[CMake] CMake Marketing

William A. Hoffman billlist at nycap.rr.com
Thu Dec 15 08:40:59 EST 2005


At 03:53 AM 12/15/2005, Prakash Punnoor wrote:
>Am Donnerstag Dezember 15 2005 02:12 schrieb Brandon J. Van Every:
>>
>> SCons is a near competitor of CMake.  When I was shopping for a better
>
>> Studying the strengths and weaknesses of SCons is going to be important
>> though.  It sits in a similar ecological niche and is most likely to eat
>> CMake's lunch.
>>
>> The main downsides I've had with CMake while learning it over the past 2
>> months have been:
>>
>> - incomplete documentation.  This is a big problem.  It's only because
>
>100% agreement. Though I like CMake a lot and got the project files ready as 
>secondary build system  for OpenAL and Alut (www.openal.org) - documentation 
>for beginners plainly suck. What is called "documentation" is a reference, 
>which is nice for people who already know how to properly use CMake. But 
>there is nothing nice for beginners. Yes, I know about the tutorial, but it 
>is too basic. Take a look at SCons documentation/tutorial. This is something 
>I would have liked to have when I started with CMake.
>
>There are tons of undocumented stuff, no place where the modules are listed 
>and how they are to be used. So in the end one has to check up each module 
>and find out what it does - not very user-friendly.
Funny you should mention that, Brad and I just added the ability to extract documentation
from the Modules directory comments.  This way all modules in CMake will be automatically
documented.   If you try cvs cmake today, it has the changes.

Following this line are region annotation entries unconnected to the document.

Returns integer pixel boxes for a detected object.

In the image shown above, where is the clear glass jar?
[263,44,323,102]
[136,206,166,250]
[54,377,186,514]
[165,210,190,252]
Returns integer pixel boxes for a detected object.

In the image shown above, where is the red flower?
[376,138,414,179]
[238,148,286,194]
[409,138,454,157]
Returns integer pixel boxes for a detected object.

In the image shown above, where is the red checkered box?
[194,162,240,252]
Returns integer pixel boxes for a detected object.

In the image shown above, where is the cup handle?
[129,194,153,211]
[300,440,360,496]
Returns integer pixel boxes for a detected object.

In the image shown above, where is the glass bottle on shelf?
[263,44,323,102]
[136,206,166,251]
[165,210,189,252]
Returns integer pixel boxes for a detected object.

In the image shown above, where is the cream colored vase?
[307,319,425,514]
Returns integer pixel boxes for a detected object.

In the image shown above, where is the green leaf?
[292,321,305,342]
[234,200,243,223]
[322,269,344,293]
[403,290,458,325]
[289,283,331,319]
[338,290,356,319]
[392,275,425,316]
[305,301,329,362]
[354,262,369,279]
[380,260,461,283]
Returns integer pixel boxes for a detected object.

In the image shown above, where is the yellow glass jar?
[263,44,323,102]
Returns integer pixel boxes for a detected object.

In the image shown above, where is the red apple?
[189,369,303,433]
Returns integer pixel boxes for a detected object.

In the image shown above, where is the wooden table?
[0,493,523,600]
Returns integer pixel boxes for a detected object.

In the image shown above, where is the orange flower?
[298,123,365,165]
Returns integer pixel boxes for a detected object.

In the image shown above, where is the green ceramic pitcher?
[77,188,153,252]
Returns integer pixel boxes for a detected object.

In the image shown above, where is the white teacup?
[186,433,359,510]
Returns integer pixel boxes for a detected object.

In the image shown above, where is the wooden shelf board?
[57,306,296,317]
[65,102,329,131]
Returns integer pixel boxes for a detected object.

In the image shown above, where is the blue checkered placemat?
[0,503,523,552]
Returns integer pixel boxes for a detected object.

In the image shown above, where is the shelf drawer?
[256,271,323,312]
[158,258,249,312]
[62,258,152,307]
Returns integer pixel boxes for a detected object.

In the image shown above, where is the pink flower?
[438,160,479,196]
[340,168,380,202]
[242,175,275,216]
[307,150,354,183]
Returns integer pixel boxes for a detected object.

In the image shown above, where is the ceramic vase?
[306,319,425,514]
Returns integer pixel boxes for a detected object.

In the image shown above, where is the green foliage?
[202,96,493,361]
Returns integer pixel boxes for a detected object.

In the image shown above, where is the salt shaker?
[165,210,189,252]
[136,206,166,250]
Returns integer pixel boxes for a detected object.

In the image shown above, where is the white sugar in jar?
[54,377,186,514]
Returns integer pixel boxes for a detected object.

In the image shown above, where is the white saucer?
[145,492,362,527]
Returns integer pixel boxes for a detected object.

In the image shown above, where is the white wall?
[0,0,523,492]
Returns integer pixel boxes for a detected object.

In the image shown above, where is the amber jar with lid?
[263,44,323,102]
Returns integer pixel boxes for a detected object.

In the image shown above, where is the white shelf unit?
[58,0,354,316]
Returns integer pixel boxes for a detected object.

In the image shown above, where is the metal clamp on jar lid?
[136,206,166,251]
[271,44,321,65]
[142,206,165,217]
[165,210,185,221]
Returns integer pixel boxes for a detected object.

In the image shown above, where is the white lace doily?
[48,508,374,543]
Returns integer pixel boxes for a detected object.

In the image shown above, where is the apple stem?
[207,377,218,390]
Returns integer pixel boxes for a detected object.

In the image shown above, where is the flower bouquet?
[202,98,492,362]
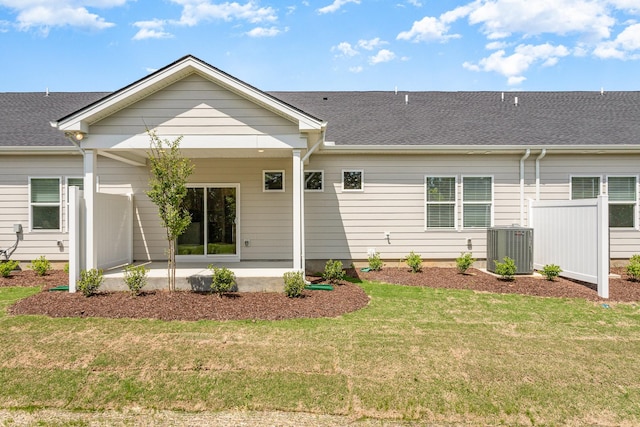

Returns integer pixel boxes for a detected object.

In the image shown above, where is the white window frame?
[569,174,604,200]
[64,176,84,232]
[424,175,459,231]
[460,175,495,230]
[262,169,285,193]
[28,176,62,233]
[302,170,324,193]
[601,174,640,230]
[340,169,364,193]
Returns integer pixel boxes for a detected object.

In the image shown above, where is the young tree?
[147,130,193,291]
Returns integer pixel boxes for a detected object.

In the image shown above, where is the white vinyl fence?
[69,187,133,292]
[529,196,609,298]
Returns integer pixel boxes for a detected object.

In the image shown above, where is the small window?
[304,171,324,191]
[425,176,456,229]
[607,176,637,228]
[262,171,284,191]
[29,178,60,230]
[342,170,364,191]
[571,176,600,200]
[462,176,493,228]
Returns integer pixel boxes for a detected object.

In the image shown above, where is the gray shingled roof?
[0,92,640,147]
[271,92,640,146]
[0,92,106,147]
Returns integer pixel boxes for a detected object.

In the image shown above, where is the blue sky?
[0,0,640,92]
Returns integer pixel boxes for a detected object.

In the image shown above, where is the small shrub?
[456,252,476,274]
[322,259,346,283]
[627,254,640,281]
[369,252,382,271]
[78,268,104,297]
[494,256,518,280]
[124,265,149,296]
[541,264,562,282]
[0,260,20,277]
[404,251,422,273]
[209,265,236,296]
[29,255,51,276]
[283,271,305,298]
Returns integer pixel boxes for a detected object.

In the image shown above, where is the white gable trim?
[56,56,326,133]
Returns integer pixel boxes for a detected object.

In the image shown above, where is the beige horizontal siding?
[90,74,298,135]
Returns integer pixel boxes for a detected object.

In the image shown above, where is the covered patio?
[102,261,293,292]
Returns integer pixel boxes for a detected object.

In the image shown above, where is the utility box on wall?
[487,227,533,274]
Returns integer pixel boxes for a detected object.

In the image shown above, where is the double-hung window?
[607,176,638,228]
[571,176,600,200]
[462,176,493,228]
[571,176,638,228]
[29,178,61,231]
[425,176,457,229]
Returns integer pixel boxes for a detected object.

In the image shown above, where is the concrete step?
[100,263,293,292]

  --help-module module [file] = Print help for a single module and exit.
  --help-module-list [file]   = List available modules and exit.
// these three will now include docs for the modules:
  --help-full [file]          = Print full help and exit.
  --help-html [file]          = Print full help in HTML format.
  --help-man [file]           = Print a UNIX man page and exit.

For example:

$ ./bin/cmake --help-module FindTCL
cmake version 2.3-20051213
  FindTCL
       Find Tcl includes and libraries.

       This module finds if TCL is installed and determines where the include
       files and libraries are.  It also determines what the name of the
       library is.  This code sets the following variables:

         TCL_LIBRARY            = path to Tcl library (tcl tcl80)
         TCL_LIBRARY_DEBUG      = path to Tcl library (debug)
         TCL_STUB_LIBRARY       = path to Tcl stub library
         TCL_STUB_LIBRARY_DEBUG = path to Tcl stub library (debug)
         TCL_INCLUDE_PATH       = path to where tcl.h can be found
         TCL_TCLSH              = path to tclsh binary (tcl tcl80)
         TK_LIBRARY             = path to Tk library (tk tk80 etc)
         TK_LIBRARY_DEBUG       = path to Tk library (debug)
         TK_STUB_LIBRARY        = path to Tk stub library
         TK_STUB_LIBRARY_DEBUG  = path to Tk stub library (debug)
         TK_INCLUDE_PATH        = path to where tk.h can be found
         TK_INTERNAL_PATH       = path to where tkWinInt.h can be found
         TK_WISH                = full path to the wish (wish wish80)

I will be putting the output of this on the Web soon as well.